I am dealing with the following problem :
I need to create the smallest possible set $\{(x_i,y_i) \in [n]^2, x_i\neq y_i\}$ for $n$ given, such that :
$\forall p \in \mathcal{S}_n, \exists i,j$ such that $p(x_i)=x_j$ and $p(y_i)=y_j$.
What I tried to do was, for a given set, express the number of permutations covered by all the couples, but then I need to pick the couples so that I will minimize the intersections between the $(n-2)!$ permutations each time.
Has this problem been encountered before, or would you have any idea on how I could find the optimal set ? Sorry if I'm not being clear, I already have problems expressing the problem simply. Thank you in advance !

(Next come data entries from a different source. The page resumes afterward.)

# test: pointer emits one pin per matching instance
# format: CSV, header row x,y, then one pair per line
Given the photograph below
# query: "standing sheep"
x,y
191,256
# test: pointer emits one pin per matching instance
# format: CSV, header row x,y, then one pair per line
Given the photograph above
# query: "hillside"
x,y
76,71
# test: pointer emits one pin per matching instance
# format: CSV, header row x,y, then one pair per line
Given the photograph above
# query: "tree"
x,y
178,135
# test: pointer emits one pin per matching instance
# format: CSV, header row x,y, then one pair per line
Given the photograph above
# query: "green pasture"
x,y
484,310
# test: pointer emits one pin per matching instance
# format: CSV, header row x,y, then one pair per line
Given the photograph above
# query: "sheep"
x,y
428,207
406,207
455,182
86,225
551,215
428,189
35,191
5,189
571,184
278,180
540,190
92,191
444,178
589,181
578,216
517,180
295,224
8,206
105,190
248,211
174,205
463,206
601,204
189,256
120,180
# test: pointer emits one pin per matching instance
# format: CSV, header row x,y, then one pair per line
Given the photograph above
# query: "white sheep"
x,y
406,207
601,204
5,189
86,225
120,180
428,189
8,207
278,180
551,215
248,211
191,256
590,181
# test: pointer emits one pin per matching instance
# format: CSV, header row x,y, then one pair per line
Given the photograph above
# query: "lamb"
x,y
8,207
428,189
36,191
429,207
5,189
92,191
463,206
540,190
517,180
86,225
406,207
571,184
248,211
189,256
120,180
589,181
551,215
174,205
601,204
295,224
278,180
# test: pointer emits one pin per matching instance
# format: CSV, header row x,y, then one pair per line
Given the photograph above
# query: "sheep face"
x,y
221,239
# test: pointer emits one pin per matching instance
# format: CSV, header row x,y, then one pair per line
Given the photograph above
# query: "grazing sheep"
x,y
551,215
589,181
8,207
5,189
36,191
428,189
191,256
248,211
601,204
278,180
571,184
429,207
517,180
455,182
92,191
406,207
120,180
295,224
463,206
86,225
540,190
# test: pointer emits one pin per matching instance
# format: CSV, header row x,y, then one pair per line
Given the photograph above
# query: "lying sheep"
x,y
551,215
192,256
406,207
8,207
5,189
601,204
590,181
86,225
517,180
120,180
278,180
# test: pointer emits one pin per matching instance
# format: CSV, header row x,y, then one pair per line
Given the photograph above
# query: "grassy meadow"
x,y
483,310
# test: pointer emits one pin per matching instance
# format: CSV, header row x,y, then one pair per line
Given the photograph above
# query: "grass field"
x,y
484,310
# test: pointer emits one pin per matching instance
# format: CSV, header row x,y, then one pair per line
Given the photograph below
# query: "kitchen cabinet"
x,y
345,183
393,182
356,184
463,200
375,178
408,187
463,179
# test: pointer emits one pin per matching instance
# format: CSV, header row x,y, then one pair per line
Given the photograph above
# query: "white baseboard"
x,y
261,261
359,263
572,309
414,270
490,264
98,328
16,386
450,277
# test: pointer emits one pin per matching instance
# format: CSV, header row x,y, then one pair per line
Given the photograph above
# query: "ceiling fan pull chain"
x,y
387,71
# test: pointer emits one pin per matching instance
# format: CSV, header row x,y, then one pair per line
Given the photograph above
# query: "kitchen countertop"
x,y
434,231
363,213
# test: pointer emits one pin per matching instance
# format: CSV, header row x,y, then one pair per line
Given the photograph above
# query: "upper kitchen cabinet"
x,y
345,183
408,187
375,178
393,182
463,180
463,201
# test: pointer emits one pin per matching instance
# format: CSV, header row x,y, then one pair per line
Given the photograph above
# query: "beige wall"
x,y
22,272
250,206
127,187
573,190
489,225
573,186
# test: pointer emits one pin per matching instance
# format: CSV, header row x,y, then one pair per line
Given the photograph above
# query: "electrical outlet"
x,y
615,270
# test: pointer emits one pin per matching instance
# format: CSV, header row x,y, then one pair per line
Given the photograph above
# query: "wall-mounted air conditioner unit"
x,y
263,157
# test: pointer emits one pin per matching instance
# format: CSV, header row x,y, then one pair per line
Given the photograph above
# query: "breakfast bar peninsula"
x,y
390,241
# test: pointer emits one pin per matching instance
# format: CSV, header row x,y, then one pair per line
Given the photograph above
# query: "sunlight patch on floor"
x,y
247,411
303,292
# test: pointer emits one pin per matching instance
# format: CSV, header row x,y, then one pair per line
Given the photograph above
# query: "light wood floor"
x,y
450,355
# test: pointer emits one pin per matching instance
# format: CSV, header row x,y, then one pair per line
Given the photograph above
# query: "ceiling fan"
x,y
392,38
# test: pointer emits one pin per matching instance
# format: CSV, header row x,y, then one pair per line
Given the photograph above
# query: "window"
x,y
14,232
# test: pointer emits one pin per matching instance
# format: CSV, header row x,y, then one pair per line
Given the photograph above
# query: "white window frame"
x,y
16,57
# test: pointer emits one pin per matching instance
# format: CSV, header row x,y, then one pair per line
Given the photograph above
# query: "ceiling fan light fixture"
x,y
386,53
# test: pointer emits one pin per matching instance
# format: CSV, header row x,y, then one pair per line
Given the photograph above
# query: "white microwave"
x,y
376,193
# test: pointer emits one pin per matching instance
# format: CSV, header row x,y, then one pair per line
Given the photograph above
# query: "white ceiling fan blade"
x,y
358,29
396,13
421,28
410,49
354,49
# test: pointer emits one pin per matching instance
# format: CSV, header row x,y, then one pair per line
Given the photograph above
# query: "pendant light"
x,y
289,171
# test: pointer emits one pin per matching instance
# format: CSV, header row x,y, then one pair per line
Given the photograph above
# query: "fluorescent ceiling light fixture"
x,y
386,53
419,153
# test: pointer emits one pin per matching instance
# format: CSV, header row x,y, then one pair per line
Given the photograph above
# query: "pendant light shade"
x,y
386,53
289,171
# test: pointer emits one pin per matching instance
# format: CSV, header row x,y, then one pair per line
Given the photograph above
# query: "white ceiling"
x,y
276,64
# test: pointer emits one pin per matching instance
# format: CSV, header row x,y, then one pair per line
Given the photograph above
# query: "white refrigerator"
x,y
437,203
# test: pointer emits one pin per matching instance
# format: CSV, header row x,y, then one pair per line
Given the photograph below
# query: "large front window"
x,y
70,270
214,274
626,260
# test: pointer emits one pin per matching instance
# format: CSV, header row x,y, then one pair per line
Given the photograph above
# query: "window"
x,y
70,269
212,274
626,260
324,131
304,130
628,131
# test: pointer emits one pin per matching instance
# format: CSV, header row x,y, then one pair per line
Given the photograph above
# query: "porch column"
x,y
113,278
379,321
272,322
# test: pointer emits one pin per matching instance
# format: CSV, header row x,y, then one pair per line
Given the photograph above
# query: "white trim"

Edit : An example, for $n=3$ : With the set {(1,2),(2,1),(3,2),(1,3)}, I can cover all the permutations :
$e$ : (1,2) is sent to (1,2)
$(12)$ : (1,2) is sent to (2,1)
$(13)$ : (1,2) is sent to (3,2)
$(23):$ (1,2) is sent to (1,3)
$(123)$ : (1,3) is sent to (2,1)
$(132)$ : (1,3) is sent to (3,2)
And this is actually the smallest cardinality I can have to verify the condition.